De l’esprit d’entreprendre à « l’entreprenalisme » I. Qu’est ce que l’esprit d’entreprendre ? L’esprit d’entreprendre, c’est un état d’esprit et non le propre d’un staut, c’est une attitude face au monde, à la société qui nous entoure et dont les caractéristiques ont été très improprement décrites par la science économique. Avoir décrit les mécanismes économiques comme l’articulation de la poursuite des intérêts égoïstes de chacun, c’est d’abord n’avoir observé que la superficialité des relations sociales et ensuite, c’est s’être privé de cerner l’essentiel des ressorts entrepreneuriaux. Par ces analyses caricaturales, on s’est coupé de la capacité à encourager pleinement l’esprit d’entreprendre, autant qu’on s’est privé de la capacité à constater que l’épanouissement de l’esprit d’entreprise peut être inhibé par l’environnement social et les cadres politiques, juridiques et fiscaux. Comprendre les contours de la démarche entrepreneuriale est essentiel pour cerner les composantes de la dynamique qui s’est enclenchée dans notre pays et pour l’amplifier. Il y a cinq paliers dans une démarche entrepreneuriale :

1. La conscience citoyenne et la responsabilité individuelle La première étape quand on engage une démarche entrepreneuriale consiste à être intéressé par le monde environnant, à être curieux de ce qui s’y passe, à être attentif à ses besoins et à se sentir concerné par la recherche de solutions aux besoins auxquels on est sensible. Entreprendre, c’est ne pas passer à côté des besoins, des problèmes, des défauts, des insuffisances que l’on perçoit en considérant que l’on n’est pas concerné ; c’est au contraire penser que l’on peut, que l’on doit, soi-même, faire quelque chose pour répondre aux besoins présents dans son environnement, pour traiter un problème, pour apporter une solution, pour satisfaire une attente, pour combler une carence. C’est se sentir concerné, impliqué, responsable. Cette inclination, qui consiste à se sentir investi d’un rôle actif, est une première étape de responsabilité individuelle. « C’est à moi de faire quelque chose » : cette voix intérieure est une composante essentielle dans l’éveil d’une conscience « entreprenante ».Toutefois, cette seule étape peut conduire à manifester, à avoir un engagement militant, à vouloir s’indigner, à protester, à se plaindre de l’État, du « système », de la société, à passer des nuits, assis ou debout, en conspuant le monde moderne, sans véritablement avoir entrepris un projet constructif pour aller au bout de la réponse qui pourrait être apportée à un besoin social. Ainsi, cette première étape de conscience citoyenne, quoique préalable nécessaire à une démarche entreprenante, n’y conduit pas nécessairement. Une démarche entreprenante suppose une dimension supplémentaire.

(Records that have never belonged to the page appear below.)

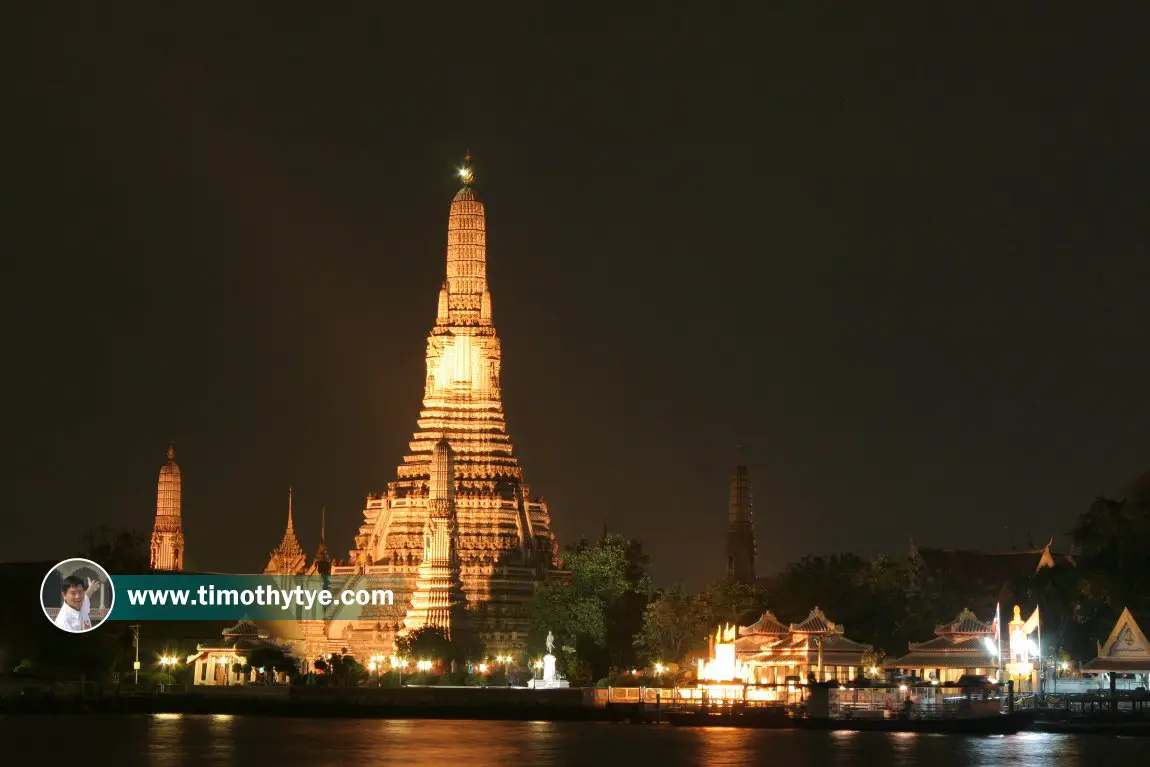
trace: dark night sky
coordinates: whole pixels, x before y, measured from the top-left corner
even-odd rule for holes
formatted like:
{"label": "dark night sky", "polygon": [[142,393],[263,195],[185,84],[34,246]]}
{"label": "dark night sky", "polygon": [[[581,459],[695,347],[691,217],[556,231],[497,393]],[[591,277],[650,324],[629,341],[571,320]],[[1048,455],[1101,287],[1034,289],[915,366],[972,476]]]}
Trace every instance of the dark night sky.
{"label": "dark night sky", "polygon": [[172,437],[189,567],[262,567],[289,483],[346,550],[467,148],[563,542],[606,517],[703,585],[740,443],[767,570],[1041,544],[1150,466],[1132,19],[136,5],[0,24],[0,560],[150,530]]}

2. Tous entreprenants ! : l’élaboration d’un projet concret Le second stade dans une démarche entreprenante consiste à concevoir précisément le rôle que l’on entend jouer pour participer à un projet concret, qui apporte une réponse tangible aux besoins que l’on veut satisfaire. On peut vouloir suivre des études pour obtenir un diplôme et ainsi être apte à exercer un métier, s’engager dans une association, rechercher un poste dans des entreprises, passer des concours administratifs, se former pour acquérir une compétence… Mais aussi s’exercer à être un artiste accompli, rechercher des solutions techniques pour réaliser un produit, multiplier les rencontres avec des financiers pour lever des fonds…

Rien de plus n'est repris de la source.